The Commissioners, accountant Worrick Bogle and investment banker Charles Ross are looking into the 1990s financial meltdown and the role of the Government-created holding company, FINSAC, in disposing of the assets and debts it acquired during the period.
Dr. Chen-Young, an economist and investor who built the indigenous Eagle Group of Companies from scratch, was testifying via video conferencing from Vancouver, Canada. He has been living abroad since the 1990s, after a lawsuit was brought by two of his former companies which were acquired by FINSAC, and him being stripped of his assets, including personal assets.
He said that as the financial crisis became evident in 1996, the insurance companies met to address the problem. PriceWaterhouse was commissioned to undertake a study to determine the amount of funding needed for the life insurance companies to stay afloat. They came up with an estimated $20 billion. A team comprised of Dr. Chen-Young, Dr. Marshall Hall and Dennis Lalor was appointed to take the case to then Minister of Finance, Dr. Omar Davies.
The team met with Dr.

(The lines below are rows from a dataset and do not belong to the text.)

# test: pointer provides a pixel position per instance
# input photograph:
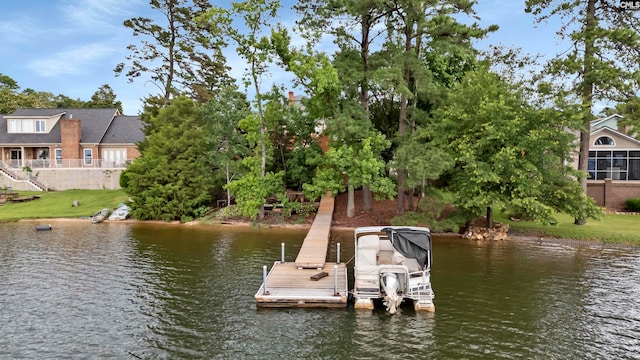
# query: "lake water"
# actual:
(128, 291)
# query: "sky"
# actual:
(71, 47)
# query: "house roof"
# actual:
(124, 130)
(613, 133)
(598, 123)
(95, 125)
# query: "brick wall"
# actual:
(612, 194)
(71, 135)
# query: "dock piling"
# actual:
(264, 280)
(335, 280)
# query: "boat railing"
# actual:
(419, 284)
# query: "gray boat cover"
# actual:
(412, 243)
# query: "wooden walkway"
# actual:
(309, 281)
(313, 252)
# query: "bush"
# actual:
(632, 204)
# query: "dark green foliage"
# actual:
(171, 179)
(124, 180)
(632, 204)
(507, 154)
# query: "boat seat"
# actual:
(412, 265)
(366, 258)
(369, 242)
(385, 245)
(366, 265)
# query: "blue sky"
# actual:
(71, 47)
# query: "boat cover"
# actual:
(412, 243)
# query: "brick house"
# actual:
(614, 163)
(59, 149)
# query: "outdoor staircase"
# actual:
(12, 175)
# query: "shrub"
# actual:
(632, 204)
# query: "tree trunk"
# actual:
(367, 198)
(367, 201)
(587, 97)
(351, 207)
(403, 119)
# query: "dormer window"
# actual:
(27, 126)
(604, 140)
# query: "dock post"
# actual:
(335, 280)
(264, 280)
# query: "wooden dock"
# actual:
(309, 281)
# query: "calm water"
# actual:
(129, 291)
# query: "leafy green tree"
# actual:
(355, 164)
(63, 101)
(420, 26)
(507, 154)
(256, 47)
(600, 62)
(172, 178)
(104, 97)
(178, 57)
(226, 143)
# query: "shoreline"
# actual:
(573, 243)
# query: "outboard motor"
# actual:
(391, 287)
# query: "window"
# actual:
(27, 126)
(58, 156)
(40, 126)
(15, 126)
(616, 165)
(604, 140)
(88, 156)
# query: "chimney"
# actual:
(70, 138)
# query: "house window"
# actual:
(58, 156)
(15, 126)
(604, 140)
(26, 126)
(616, 165)
(88, 156)
(40, 126)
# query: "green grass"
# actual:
(612, 228)
(59, 204)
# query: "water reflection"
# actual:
(161, 291)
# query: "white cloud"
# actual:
(98, 15)
(69, 62)
(15, 31)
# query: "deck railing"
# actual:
(67, 164)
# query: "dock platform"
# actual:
(309, 281)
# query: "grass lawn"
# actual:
(59, 204)
(612, 228)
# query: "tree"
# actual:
(256, 47)
(355, 34)
(172, 178)
(178, 57)
(420, 26)
(600, 63)
(225, 141)
(508, 155)
(104, 97)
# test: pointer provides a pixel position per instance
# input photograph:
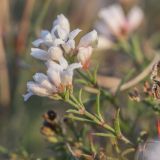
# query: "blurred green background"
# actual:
(20, 24)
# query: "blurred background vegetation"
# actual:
(20, 23)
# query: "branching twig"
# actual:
(112, 82)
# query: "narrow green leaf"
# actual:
(117, 124)
(79, 118)
(80, 96)
(104, 135)
(95, 74)
(98, 107)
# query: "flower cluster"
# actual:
(114, 24)
(55, 48)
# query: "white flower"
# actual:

Davis, he said, and the minister promised to consider assistance, and that each company should submit their financial projections for assessment.

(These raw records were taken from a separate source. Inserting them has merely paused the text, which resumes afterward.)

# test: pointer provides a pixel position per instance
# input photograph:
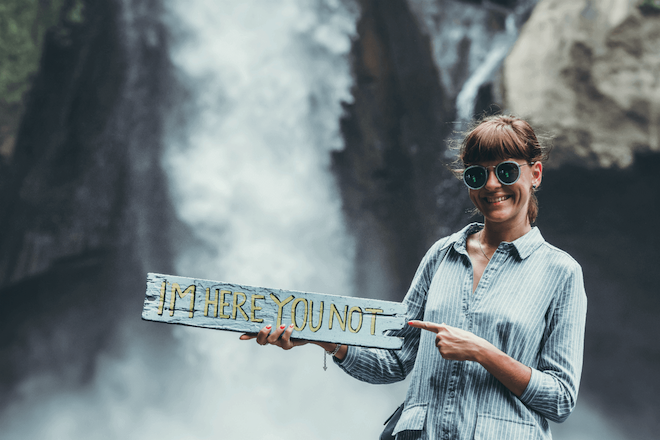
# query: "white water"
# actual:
(251, 178)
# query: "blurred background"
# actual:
(300, 144)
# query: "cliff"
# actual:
(594, 82)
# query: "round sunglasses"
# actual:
(507, 172)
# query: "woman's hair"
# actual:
(503, 137)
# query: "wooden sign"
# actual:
(315, 316)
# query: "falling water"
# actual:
(250, 176)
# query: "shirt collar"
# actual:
(524, 245)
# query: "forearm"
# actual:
(330, 347)
(511, 373)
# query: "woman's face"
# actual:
(506, 204)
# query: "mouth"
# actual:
(497, 199)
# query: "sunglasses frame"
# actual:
(496, 175)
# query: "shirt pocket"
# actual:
(496, 428)
(412, 418)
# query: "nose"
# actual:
(491, 180)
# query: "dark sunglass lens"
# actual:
(508, 172)
(475, 177)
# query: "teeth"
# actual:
(497, 199)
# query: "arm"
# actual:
(550, 388)
(554, 383)
(460, 345)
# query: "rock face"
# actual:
(588, 71)
(84, 202)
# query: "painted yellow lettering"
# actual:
(255, 308)
(334, 312)
(210, 302)
(350, 315)
(176, 290)
(373, 318)
(223, 303)
(280, 305)
(311, 320)
(163, 287)
(294, 304)
(237, 307)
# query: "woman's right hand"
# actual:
(280, 336)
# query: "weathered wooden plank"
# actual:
(316, 316)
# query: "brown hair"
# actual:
(504, 137)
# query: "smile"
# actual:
(497, 199)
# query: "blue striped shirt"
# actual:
(530, 303)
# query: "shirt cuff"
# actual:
(533, 387)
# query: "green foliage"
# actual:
(23, 24)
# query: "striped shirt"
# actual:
(530, 303)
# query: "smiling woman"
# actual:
(495, 294)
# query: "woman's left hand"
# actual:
(453, 343)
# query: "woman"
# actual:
(497, 315)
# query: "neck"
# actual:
(495, 233)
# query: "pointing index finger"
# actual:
(426, 325)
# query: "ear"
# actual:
(537, 174)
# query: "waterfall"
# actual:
(250, 176)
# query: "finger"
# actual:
(426, 325)
(287, 343)
(275, 335)
(263, 335)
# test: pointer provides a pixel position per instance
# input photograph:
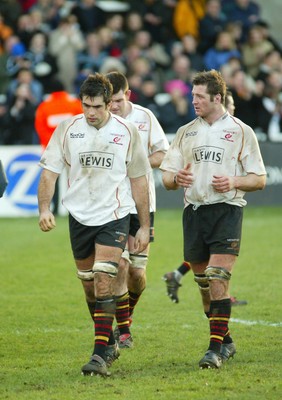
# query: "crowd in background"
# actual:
(157, 44)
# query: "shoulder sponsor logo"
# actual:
(228, 135)
(96, 159)
(23, 175)
(79, 135)
(208, 154)
(118, 139)
(141, 126)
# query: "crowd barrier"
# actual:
(23, 173)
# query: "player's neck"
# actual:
(127, 109)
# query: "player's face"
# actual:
(95, 110)
(119, 101)
(203, 105)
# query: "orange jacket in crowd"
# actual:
(57, 107)
(187, 15)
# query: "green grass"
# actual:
(47, 335)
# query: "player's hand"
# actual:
(141, 240)
(47, 221)
(184, 177)
(223, 184)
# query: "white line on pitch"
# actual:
(264, 323)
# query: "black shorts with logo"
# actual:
(135, 225)
(211, 229)
(83, 238)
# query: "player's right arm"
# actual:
(46, 189)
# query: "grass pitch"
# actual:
(46, 334)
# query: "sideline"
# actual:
(263, 323)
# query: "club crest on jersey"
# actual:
(77, 135)
(228, 135)
(117, 139)
(141, 126)
(208, 154)
(96, 159)
(192, 133)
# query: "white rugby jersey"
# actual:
(98, 164)
(227, 147)
(153, 139)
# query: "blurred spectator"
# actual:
(245, 12)
(60, 9)
(189, 44)
(42, 63)
(133, 24)
(115, 23)
(111, 64)
(57, 107)
(25, 29)
(90, 59)
(275, 123)
(210, 25)
(224, 49)
(16, 56)
(153, 51)
(5, 77)
(25, 75)
(38, 21)
(265, 28)
(4, 123)
(181, 69)
(269, 109)
(21, 114)
(10, 10)
(227, 69)
(246, 96)
(157, 18)
(107, 42)
(148, 93)
(27, 4)
(64, 44)
(254, 50)
(186, 17)
(177, 111)
(5, 32)
(272, 61)
(89, 15)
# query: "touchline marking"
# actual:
(264, 323)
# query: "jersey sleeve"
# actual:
(173, 160)
(158, 139)
(53, 157)
(251, 157)
(137, 160)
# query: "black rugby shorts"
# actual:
(211, 229)
(83, 238)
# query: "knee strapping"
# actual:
(139, 260)
(87, 275)
(217, 273)
(202, 281)
(106, 267)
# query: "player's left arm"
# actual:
(248, 183)
(46, 189)
(140, 194)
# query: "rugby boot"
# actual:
(172, 286)
(210, 360)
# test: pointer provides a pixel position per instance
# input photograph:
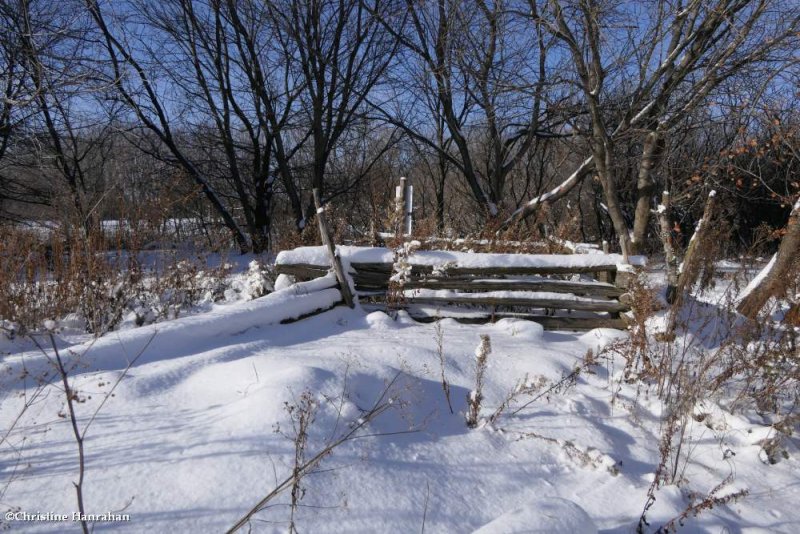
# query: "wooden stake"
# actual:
(336, 262)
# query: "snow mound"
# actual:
(520, 329)
(548, 515)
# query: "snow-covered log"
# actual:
(533, 205)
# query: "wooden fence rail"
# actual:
(481, 287)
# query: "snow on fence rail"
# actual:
(494, 286)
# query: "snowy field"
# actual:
(197, 432)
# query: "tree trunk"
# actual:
(645, 188)
(773, 279)
(670, 260)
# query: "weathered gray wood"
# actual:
(598, 289)
(336, 262)
(559, 304)
(692, 260)
(547, 321)
(489, 271)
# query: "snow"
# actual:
(319, 256)
(547, 515)
(188, 442)
(758, 278)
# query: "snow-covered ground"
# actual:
(188, 441)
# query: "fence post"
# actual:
(336, 262)
(409, 207)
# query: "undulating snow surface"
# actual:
(188, 442)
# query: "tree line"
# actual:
(501, 112)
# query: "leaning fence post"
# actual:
(409, 207)
(336, 262)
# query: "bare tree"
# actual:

“But, it proved to be a useless exercise, as all of the companies were eventually taken over by FINSAC and sold to overseas interests,” he said.

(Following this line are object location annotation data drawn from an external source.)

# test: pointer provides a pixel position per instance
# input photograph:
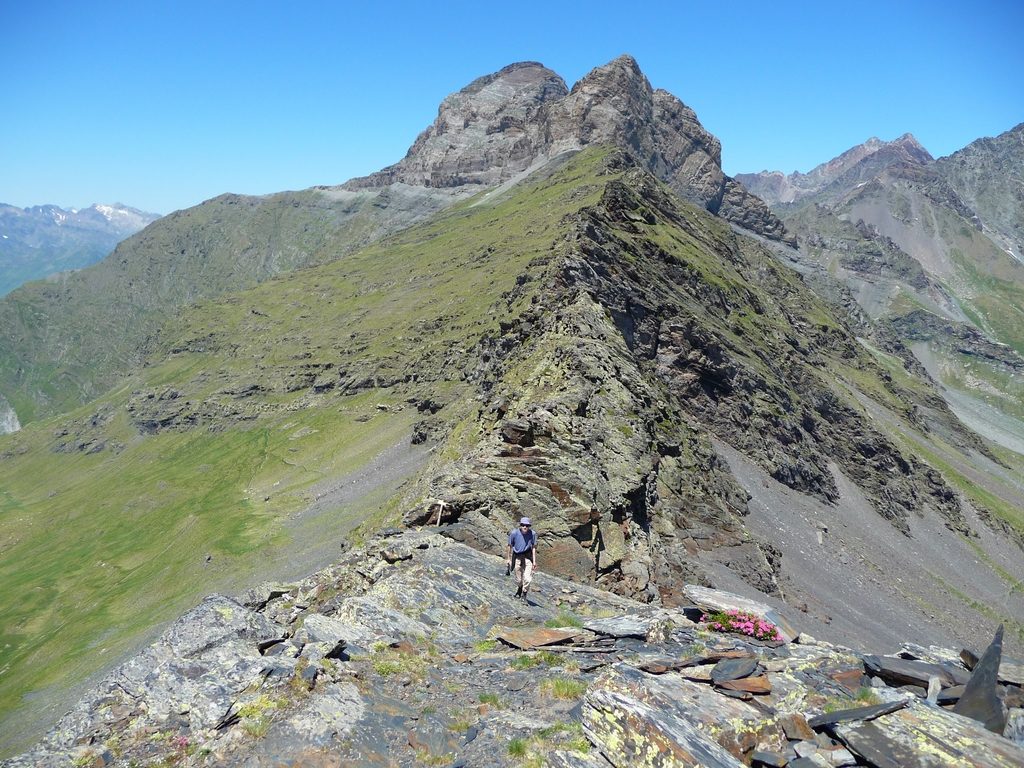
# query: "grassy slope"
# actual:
(100, 547)
(65, 341)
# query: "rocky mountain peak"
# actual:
(620, 75)
(506, 123)
(857, 164)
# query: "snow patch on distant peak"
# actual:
(108, 211)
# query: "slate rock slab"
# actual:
(979, 699)
(759, 685)
(907, 672)
(733, 669)
(625, 729)
(625, 626)
(857, 713)
(926, 736)
(535, 637)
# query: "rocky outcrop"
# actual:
(858, 164)
(503, 124)
(412, 651)
(597, 406)
(486, 133)
(978, 173)
(960, 337)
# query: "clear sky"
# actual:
(163, 104)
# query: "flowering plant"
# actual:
(743, 623)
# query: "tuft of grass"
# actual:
(493, 699)
(563, 687)
(537, 658)
(564, 619)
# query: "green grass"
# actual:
(100, 548)
(538, 658)
(563, 688)
(492, 699)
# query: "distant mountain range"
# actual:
(932, 251)
(556, 305)
(39, 241)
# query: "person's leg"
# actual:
(527, 573)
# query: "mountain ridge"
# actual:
(654, 386)
(39, 241)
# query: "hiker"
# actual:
(522, 550)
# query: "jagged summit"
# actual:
(503, 124)
(856, 164)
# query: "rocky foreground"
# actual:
(412, 651)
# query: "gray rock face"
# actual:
(853, 166)
(484, 134)
(979, 174)
(502, 124)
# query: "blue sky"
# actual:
(163, 104)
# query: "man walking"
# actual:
(522, 556)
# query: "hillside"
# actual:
(493, 132)
(927, 248)
(568, 350)
(65, 341)
(561, 308)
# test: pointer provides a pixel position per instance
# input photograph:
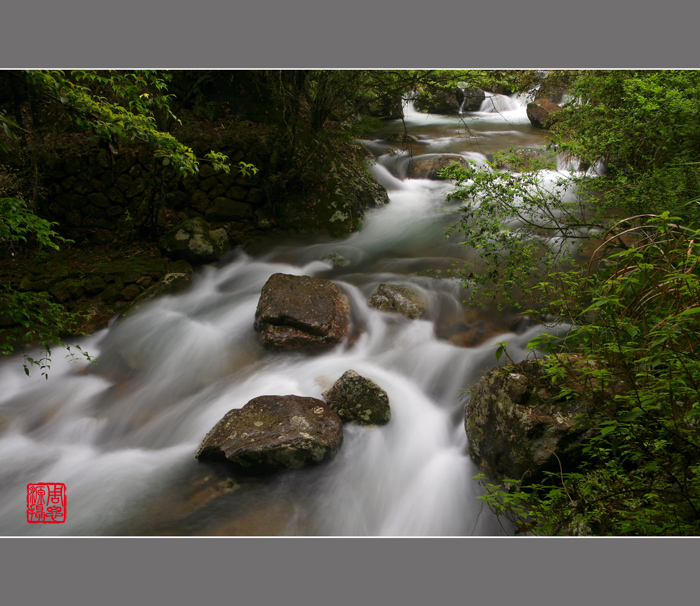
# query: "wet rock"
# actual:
(540, 112)
(338, 208)
(274, 432)
(516, 421)
(359, 400)
(402, 137)
(195, 242)
(301, 313)
(399, 299)
(169, 284)
(336, 259)
(427, 167)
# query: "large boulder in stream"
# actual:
(359, 400)
(519, 425)
(301, 313)
(541, 112)
(398, 299)
(274, 432)
(195, 242)
(427, 167)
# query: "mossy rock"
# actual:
(194, 241)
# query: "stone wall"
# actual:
(96, 189)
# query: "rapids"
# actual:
(121, 435)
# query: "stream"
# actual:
(121, 435)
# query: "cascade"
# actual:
(121, 435)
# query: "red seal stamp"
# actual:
(46, 503)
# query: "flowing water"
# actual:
(121, 435)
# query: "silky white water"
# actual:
(122, 434)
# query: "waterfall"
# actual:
(121, 435)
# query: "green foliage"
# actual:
(522, 225)
(19, 222)
(114, 122)
(34, 318)
(29, 317)
(634, 310)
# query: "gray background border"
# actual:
(315, 34)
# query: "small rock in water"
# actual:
(274, 432)
(336, 259)
(358, 399)
(399, 299)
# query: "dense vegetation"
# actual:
(633, 304)
(632, 298)
(305, 120)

Dr. Chen-Young noted that, as stated in its first annual report, FINSAC was incorporated in 1996 with the specific mandate from the then Government, to resolve the problems of solvency and liquidity in the local financial sector.
He read from FINSAC’s first annual report that its terms of reference were to assist troubled institutions to develop plans to return them to viability. These plans would have formed the basis for the conditions which FINSAC would attach to financial assistance. FINSAC would also, “monitor the implementation of such plans on a continuing basis, and evaluate their effectiveness in achieving their specific objective”.
FINSAC was expected to have an active life of about 5-7 years, providing support for companies on the basis of rehabilitation plans to be implemented over five years, and expected to be fully repaid by the end of the fifth year, assuming successful workouts of the problems, he added.
He said that FINSAC began by recruiting a team of investment bankers and forensic auditors. All the troubled financial entities met with the investment bankers, to discuss the type of financial assistance needed to restore viability. However, he said he had no knowledge of recommendations being made to the Minister of Finance, or what the substance of any such recommendations were but the team “disappeared from the scene” after a short while, and emphasis was switched to the work of forensic auditors.
Dr. Chen-Young suggested that the shift to focusing on forensic audits of the troubled companies, turned FINSAC away from its mandate and terms of reference and, instead of seeking to restructure the finances of the troubled financial institutions to allow them time to be rehabilitated, changed its focus to finding causes to prosecute the principals of the institutions.
He said that, over time, FINSAC took control and ownership of some 158 local companies and, eventually, sold off the entire troubled life insurance and domestic banking institutions to overseas interests.
Within a matter of months, Dr. Chen Young said, the ‘Jamaicanisation’ programme of the financial sector was wiped out, and entrepreneurs, who had successfully run financial institutions until the 1990s crisis, lost their businesses and were summarily discarded.
Dr. Chen Young said that FINSAC acted more like a “business broker”, simply engaged in a “fire sale” to sell off some of the most valuable national assets to overseas interests. He said that, in so doing, FINSAC “destroyed entrepreneurship and created hardships” for thousands of Jamaicans and, today, almost the entire banking and life insurance industries are totally owned and controlled by overseas companies.